Can anyone help me with that? I'm not sure how to deal with the $x_n$ at the devider of the metric.
On
In order to compute the Christoffel symbols we need to analyse the summands $g_{ij,k}$ for $i,j,k \leq n$. Now as we already saw $(g_{ij})_{i,j} = \frac{1}{y_n^2} \mathbb{I}_n$ at a point $(y_1,...,y_n) \in \mathbb{H}^n$ which shows that $g_{ij,k} = \frac{d}{dy_k}g_{ij} $ is nonzero iff $i=j$ and $k=n$. Now using the Einstein convention we see that
$\Gamma_{ij}^k= \frac{1}{2}g^{kl}(g_{jl,i} - g_{ij,l}+ g_{li,j})=\frac{1}{2}g^{kk}(g_{jk,i} - g_{ij,k} + g_{ki,j}).$
Assume $i<n$ then we have
$ \Gamma_{ii}^n = \frac{1}{2}g^{nn}(g_{in,i}-g_{ii,n}+g_{ni,i}) = \frac{1}{2}g^{nn}(-g_{ii,n})= \frac{1}{2}y_n^2 \frac{d}{dy_n}(-\frac{1}{y_n^2}) = \frac{1}{y_n}. $
and for $k<n$ it is easy to see that $\Gamma^k_{ii} = 0$. On the other hand for arbitraty $k$ we find that
$\Gamma^k_{kn} = \frac{1}{2}g^{kk}(g_{nk,k} - g_{kn,k}+g_{kk,n}) =\frac{1}{2}g^{nn}g_{kk,n}= \frac{1}{2}y_n^2 \frac{d}{dy_n}(\frac{1}{y_n^2})=-\frac{1}{y_n} = \Gamma_{nk}^k$.

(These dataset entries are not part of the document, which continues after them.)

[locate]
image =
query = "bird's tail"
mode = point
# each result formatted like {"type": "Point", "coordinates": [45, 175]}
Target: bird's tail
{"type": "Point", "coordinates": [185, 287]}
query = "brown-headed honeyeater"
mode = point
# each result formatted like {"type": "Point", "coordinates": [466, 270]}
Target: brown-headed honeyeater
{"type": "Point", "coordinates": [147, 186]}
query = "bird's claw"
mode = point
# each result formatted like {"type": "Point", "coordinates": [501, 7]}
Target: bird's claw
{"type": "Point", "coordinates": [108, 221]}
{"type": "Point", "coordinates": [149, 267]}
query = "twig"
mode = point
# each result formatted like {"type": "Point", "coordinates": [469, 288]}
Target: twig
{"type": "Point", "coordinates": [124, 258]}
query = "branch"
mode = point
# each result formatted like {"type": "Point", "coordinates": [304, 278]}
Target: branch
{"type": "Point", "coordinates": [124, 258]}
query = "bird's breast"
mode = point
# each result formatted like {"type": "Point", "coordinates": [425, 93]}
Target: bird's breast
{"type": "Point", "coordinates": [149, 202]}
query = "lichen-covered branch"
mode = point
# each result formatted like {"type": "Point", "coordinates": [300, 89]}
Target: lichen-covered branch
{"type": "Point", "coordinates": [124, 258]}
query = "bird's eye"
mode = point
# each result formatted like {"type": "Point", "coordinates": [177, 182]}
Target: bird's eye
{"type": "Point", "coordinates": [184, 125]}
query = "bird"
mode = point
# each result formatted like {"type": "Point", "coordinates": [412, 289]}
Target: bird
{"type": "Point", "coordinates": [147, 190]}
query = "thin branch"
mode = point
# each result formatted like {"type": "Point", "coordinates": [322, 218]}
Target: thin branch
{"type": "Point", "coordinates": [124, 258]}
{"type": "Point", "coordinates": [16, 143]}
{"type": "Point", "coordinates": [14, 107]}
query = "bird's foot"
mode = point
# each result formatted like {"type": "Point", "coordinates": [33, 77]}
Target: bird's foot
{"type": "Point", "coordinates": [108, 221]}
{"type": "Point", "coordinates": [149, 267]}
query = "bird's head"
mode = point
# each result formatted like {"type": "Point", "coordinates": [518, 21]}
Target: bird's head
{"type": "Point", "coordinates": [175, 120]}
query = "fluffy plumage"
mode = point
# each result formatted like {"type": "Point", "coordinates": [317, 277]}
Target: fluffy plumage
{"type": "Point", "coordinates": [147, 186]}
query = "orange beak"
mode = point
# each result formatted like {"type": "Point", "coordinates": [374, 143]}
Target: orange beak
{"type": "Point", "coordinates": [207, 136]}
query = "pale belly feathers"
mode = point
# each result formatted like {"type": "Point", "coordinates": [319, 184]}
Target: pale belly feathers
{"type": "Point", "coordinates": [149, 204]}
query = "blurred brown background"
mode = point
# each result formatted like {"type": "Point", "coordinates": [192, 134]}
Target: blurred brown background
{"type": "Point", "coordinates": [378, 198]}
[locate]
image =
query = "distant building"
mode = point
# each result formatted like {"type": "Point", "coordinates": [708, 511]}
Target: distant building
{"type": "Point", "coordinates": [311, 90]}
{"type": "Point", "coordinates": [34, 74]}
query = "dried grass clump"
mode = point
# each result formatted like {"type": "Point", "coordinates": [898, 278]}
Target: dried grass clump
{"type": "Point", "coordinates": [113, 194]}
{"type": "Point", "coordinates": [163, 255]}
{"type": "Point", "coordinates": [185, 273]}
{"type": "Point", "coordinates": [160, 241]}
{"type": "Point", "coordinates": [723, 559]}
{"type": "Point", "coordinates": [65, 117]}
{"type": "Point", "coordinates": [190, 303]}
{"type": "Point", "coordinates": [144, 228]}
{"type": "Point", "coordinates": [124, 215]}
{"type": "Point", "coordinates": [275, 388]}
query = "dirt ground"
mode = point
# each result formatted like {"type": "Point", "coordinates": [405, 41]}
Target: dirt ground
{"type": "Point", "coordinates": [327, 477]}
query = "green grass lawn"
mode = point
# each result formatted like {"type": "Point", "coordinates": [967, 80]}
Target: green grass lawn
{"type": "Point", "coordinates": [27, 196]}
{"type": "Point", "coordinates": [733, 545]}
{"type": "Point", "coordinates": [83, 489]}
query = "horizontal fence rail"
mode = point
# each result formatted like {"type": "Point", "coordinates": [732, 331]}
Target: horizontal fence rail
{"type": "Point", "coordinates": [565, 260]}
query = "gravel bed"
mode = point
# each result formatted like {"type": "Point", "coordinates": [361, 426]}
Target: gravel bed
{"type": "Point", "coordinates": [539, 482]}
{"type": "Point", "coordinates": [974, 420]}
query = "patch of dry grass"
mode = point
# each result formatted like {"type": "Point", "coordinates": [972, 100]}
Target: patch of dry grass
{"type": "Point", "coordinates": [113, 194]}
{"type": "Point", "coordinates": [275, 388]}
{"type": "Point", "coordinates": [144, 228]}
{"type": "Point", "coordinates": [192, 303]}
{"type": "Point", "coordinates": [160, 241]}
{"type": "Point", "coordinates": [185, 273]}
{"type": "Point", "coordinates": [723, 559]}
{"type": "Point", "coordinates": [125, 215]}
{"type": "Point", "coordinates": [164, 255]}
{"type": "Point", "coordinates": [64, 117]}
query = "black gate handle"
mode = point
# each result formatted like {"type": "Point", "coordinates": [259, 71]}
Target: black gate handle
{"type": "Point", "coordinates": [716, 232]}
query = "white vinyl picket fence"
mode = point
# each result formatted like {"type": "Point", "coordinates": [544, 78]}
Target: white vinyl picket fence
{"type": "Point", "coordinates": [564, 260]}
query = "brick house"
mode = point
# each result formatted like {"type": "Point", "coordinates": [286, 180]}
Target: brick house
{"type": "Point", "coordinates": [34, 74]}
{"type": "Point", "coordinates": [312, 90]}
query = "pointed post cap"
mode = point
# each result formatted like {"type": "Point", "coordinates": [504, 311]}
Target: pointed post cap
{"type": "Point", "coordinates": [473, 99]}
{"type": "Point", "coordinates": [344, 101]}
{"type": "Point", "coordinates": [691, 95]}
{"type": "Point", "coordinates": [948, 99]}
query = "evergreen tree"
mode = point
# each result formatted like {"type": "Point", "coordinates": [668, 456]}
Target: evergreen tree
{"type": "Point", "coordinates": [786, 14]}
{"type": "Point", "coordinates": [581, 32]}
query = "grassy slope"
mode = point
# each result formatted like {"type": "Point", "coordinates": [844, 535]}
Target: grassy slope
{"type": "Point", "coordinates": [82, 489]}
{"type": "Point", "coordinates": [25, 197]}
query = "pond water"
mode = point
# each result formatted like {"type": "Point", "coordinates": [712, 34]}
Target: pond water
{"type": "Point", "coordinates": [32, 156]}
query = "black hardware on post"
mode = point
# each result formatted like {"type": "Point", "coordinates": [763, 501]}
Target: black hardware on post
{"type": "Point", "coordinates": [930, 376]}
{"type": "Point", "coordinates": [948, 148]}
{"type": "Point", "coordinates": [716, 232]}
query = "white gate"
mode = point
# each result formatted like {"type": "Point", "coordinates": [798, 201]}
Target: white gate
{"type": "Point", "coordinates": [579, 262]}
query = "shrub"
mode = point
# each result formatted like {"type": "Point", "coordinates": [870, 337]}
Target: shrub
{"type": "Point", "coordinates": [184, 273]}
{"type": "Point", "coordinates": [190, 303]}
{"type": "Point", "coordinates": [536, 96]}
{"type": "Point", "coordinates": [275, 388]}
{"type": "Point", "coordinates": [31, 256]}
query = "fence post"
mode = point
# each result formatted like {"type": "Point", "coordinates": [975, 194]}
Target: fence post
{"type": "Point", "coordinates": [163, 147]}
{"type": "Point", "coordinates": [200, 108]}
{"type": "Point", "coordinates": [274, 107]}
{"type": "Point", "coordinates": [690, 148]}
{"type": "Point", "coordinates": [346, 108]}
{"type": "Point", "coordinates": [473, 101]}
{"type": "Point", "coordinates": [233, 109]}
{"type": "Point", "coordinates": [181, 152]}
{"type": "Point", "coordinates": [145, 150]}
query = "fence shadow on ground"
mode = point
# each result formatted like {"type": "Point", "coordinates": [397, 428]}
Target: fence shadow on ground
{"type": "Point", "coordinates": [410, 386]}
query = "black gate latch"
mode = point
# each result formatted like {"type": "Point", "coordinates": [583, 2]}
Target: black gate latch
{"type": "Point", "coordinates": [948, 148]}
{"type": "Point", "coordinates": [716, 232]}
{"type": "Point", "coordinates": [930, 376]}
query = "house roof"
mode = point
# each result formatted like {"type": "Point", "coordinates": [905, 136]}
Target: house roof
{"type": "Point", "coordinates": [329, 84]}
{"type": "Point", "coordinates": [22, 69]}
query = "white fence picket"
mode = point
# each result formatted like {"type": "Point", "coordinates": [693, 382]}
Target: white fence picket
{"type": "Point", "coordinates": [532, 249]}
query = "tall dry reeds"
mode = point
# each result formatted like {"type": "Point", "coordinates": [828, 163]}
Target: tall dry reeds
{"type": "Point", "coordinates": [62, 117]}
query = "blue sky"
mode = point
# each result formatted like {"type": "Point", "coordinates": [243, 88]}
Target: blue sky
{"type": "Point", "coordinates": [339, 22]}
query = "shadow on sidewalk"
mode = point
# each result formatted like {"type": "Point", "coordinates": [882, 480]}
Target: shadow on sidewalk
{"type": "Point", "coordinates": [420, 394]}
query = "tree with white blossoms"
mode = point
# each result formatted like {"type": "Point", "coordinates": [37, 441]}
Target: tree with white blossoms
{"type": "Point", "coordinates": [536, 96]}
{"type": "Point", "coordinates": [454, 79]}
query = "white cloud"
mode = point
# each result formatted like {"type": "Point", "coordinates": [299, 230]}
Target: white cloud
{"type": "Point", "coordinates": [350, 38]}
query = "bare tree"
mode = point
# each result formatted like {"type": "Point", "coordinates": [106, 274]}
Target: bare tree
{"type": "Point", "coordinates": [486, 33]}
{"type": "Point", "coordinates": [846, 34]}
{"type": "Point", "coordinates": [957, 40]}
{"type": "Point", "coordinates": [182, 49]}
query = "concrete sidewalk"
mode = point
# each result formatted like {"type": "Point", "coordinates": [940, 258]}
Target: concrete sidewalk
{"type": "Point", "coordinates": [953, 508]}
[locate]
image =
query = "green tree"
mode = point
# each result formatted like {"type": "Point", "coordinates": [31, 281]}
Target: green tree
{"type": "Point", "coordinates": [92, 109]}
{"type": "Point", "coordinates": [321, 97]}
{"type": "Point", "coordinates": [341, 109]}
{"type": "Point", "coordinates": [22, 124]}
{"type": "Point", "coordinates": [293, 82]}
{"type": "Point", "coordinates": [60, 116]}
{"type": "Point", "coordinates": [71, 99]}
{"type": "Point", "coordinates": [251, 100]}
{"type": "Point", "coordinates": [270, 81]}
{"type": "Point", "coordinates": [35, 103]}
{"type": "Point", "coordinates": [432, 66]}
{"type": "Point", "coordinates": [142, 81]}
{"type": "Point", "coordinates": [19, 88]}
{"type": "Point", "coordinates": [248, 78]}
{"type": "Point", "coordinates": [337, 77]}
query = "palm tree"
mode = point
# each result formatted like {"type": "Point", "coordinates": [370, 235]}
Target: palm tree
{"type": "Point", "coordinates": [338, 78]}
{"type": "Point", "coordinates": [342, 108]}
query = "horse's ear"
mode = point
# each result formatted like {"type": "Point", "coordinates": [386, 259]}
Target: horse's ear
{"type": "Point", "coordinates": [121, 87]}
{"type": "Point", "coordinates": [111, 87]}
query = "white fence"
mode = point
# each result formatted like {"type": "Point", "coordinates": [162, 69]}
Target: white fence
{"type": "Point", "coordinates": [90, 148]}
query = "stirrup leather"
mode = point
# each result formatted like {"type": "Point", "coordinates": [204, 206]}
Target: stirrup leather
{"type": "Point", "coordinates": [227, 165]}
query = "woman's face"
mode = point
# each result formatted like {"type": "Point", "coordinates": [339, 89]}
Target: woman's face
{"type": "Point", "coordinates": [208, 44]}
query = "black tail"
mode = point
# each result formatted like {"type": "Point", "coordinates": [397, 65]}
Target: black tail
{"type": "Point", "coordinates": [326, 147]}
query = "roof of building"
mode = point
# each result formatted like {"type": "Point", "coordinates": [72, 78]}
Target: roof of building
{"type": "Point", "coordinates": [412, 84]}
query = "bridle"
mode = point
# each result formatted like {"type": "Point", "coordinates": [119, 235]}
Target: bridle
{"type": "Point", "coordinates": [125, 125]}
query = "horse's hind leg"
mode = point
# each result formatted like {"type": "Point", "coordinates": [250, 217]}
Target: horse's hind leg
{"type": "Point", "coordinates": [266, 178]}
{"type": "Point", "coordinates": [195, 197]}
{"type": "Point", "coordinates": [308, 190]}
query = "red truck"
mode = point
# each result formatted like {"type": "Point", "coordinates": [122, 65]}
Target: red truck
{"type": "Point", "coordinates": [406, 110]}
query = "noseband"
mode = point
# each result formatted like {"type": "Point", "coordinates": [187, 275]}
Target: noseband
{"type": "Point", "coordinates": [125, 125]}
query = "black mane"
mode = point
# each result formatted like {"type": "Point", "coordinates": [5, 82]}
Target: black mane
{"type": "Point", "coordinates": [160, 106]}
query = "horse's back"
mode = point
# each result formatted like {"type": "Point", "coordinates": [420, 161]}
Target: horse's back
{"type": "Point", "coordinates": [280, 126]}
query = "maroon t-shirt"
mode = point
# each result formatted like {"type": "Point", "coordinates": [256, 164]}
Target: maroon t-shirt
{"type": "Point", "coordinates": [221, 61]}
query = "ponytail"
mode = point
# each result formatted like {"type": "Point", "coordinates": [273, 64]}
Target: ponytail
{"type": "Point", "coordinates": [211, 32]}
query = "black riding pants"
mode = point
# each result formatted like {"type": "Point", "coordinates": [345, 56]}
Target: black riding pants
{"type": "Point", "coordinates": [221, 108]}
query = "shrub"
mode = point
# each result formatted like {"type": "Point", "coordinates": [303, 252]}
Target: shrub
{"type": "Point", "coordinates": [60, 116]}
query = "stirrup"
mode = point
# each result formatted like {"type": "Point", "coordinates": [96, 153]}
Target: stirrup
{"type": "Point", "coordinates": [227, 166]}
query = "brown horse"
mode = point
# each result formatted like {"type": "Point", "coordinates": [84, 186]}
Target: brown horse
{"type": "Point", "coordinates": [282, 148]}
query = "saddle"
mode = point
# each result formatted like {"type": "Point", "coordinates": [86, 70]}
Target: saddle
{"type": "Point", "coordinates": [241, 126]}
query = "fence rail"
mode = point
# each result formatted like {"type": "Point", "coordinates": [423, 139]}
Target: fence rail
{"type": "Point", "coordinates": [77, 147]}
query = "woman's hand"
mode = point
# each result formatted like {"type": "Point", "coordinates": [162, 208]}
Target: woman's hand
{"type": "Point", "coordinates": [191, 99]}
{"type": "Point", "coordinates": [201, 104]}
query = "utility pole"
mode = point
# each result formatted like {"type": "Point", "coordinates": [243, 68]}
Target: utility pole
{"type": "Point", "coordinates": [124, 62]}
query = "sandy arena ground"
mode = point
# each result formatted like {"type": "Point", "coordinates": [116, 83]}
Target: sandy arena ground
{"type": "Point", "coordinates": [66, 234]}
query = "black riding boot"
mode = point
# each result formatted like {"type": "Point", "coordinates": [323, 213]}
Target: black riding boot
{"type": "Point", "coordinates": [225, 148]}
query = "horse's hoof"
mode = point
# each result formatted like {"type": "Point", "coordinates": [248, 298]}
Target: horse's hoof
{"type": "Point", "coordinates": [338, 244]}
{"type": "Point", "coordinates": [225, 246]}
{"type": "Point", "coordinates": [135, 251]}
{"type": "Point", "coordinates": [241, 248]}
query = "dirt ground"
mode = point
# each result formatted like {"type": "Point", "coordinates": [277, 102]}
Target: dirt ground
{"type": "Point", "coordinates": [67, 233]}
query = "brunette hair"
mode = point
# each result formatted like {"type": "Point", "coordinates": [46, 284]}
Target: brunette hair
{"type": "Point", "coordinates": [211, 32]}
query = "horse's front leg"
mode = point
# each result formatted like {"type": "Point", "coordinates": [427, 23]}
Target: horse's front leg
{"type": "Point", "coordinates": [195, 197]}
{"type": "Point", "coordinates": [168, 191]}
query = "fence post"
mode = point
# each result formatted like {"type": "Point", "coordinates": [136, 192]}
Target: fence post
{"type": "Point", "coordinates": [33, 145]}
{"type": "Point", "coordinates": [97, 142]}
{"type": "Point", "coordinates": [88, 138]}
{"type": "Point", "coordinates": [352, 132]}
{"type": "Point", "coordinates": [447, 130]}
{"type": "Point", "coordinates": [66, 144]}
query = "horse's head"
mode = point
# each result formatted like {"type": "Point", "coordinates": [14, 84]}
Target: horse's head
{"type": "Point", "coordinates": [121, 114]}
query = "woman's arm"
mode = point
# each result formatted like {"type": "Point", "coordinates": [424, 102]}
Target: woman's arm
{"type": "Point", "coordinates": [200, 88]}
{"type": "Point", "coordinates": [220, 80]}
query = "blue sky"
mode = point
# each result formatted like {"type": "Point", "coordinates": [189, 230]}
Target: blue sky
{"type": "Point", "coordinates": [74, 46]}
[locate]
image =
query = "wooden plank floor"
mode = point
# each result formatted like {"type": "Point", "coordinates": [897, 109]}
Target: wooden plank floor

All other symbols $\Gamma_{ij}^k$ vanish. To see this observe that for $\Gamma_{ij}^k$ to not vanish one of the $i,j,k$ must be $n$. In case $k=n$ we find that $\Gamma_{ij}^n = \frac{1}{2}g^{nn}(g_{jn,i} - g_{ij,n}+ g_{ni,j})$ wich is nonzero iff $i=j$. This case was already discussed. In case $j=n$ we find that $\Gamma^k_{in} = \frac{1}{2}g^{kk}(g_{nk,i}-g_{in,k}+g_{ki,n})$. We can assume that $i<n$ because $\Gamma^k_{nn} = 0$ for all $k$ but $k=n$ wich was also discussed above. Now under the assumption that $i<n$ we have $\Gamma^k_{in} = \frac{1}{2}g^{kk}g_{ki,n}$ which is nonzero iff $i=k$ and this was also discussed above. We use symmetry of christoffel symbols to find that the case $i=n$ yields the same result as the case $j=n$.
First, note that $\{\frac{\partial}{\partial x_i}\}_{i=1}^n$ is the basis of the tangent space at any point of $\mathbb{H}$. Hence, it follows immediately from the definition of the metric that $$g_{ij}=g(\frac{\partial}{\partial x_i},\frac{\partial}{\partial x_j})=\frac{\delta_{ij}}{x_n^2}.$$ From this, we can calculate $\frac{\partial}{\partial x_k}g_{ij}$. Many of them vanishes since $g_{ij}$ depends only on $x_n$. Finally, use the formula of the Christoffel symbol: (see here) $$\Gamma_{ij}^k=\frac{g^{kl}}{2}(\frac{\partial}{\partial x_j}g_{il}+\frac{\partial}{\partial x_i}g_{jl}-\frac{\partial}{\partial x_l}g_{ij}).$$